Extending the applicability of gas chromatography in pharmaceutical analysis
Gas chromatography (GC) is a well-established separation technique based on the selective interaction of the analytes in the gas phase (and moving by the mobile phase) with the stationary phase. As analytes should be easily volatilised, its use is somehow limited, often requiring long pre-treatments. In this work, the use of less conventional headspace (HS) modes such as multiple headspace (MHE), total volatilization (TVT) and full evaporation (FET) are explored to overcome current challenges in pharmaceutical analysis. Moreover, an experimental design was used for the optimization of pre-treatments, extending the applicability of this technique.

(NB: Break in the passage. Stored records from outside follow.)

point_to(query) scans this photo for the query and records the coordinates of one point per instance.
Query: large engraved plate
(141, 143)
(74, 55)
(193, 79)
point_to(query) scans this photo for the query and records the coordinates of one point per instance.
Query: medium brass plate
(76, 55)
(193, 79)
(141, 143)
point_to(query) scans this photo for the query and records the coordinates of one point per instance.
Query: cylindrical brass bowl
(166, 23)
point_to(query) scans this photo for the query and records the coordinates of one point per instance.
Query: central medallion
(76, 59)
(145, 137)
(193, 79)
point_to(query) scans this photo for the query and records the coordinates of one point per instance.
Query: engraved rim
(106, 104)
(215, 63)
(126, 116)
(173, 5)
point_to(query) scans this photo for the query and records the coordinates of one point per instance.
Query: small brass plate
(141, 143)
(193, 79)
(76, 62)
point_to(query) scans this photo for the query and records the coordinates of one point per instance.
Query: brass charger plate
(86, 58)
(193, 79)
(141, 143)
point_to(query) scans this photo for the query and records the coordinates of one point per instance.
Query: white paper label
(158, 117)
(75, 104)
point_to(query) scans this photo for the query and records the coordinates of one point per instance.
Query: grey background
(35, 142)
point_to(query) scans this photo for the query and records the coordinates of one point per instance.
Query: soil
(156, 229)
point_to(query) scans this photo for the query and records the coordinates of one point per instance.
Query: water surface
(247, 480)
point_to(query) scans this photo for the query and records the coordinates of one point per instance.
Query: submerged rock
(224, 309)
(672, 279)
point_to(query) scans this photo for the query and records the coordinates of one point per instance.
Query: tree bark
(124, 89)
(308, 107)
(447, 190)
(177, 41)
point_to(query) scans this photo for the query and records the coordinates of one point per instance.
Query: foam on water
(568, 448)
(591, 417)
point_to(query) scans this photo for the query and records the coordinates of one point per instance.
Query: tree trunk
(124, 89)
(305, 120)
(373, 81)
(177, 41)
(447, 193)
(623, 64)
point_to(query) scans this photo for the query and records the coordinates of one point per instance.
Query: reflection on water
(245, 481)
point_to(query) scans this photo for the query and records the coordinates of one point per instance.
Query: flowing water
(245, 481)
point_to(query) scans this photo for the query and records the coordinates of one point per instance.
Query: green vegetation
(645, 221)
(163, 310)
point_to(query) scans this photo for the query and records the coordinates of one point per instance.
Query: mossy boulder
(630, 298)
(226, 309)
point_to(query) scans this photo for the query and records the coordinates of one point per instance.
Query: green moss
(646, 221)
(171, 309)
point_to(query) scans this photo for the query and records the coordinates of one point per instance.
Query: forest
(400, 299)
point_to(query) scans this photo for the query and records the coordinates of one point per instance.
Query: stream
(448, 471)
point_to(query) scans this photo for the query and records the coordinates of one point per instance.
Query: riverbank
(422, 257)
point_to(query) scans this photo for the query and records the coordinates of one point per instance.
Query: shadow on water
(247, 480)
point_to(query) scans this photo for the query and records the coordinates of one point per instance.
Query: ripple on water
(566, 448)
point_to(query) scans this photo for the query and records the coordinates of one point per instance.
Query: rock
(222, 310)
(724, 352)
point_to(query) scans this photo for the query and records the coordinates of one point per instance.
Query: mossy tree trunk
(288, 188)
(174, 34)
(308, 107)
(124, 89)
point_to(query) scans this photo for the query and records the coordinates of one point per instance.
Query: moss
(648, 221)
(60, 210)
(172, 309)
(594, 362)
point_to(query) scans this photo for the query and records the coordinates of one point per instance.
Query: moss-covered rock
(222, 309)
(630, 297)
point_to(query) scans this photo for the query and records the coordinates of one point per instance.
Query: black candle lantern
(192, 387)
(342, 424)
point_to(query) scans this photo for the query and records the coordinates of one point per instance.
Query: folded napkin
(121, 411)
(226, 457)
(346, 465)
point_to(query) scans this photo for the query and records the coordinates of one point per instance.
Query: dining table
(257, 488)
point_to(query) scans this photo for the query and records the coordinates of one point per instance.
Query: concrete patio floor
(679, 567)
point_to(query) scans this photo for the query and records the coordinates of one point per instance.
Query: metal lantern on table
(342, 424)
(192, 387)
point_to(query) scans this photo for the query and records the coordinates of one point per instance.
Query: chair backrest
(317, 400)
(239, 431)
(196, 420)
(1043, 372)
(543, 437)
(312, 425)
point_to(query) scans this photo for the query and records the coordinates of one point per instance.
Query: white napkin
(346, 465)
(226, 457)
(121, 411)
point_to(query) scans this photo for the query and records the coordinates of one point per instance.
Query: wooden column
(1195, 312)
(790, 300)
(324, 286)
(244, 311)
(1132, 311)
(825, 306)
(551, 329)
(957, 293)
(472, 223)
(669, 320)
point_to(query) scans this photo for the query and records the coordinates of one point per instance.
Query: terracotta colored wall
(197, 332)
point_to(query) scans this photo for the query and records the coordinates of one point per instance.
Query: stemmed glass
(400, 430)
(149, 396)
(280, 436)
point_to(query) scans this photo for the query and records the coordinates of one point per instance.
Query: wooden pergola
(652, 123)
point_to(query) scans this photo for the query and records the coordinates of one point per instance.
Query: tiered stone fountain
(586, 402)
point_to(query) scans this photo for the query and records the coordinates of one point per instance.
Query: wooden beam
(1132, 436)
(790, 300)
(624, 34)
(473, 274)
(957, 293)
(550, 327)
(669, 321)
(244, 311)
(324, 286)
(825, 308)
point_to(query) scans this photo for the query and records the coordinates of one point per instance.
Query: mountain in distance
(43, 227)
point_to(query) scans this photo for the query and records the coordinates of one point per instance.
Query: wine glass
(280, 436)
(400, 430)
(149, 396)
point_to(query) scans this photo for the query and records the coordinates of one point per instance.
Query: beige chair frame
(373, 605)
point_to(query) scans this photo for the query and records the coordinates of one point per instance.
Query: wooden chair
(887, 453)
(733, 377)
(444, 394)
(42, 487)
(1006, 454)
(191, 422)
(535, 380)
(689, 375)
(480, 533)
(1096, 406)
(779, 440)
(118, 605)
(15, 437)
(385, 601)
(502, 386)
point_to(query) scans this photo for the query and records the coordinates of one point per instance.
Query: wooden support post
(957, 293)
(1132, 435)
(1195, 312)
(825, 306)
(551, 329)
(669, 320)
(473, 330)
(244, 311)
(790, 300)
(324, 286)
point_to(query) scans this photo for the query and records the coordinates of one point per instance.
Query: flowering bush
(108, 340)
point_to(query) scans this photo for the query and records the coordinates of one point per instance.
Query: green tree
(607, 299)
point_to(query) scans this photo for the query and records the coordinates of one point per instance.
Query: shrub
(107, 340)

First, an MHE-GC method for the characterisation of sorption capacities of solids has been developed, from its theoretical background to its application to the classification of different mesoporous silica materials used for drug delivery. Then, the overestimation risk in the analysis of methylsiloxanes was overcome by the development of a TVT-GC method, that can be combined with a single step liquid extraction to be applied to different complex matrices. Similarly, the sample consumption was diminished by optimisation of the pre-treating derivatisation reactions, enabling quality control of mixed triglycerides used for clinical diagnosis. Finally, the use of FET-GC for water determination in pharmaceutical products has been discussed as sample-saving alternative to conventional methods, without the risk of atmospheric moisture contamination.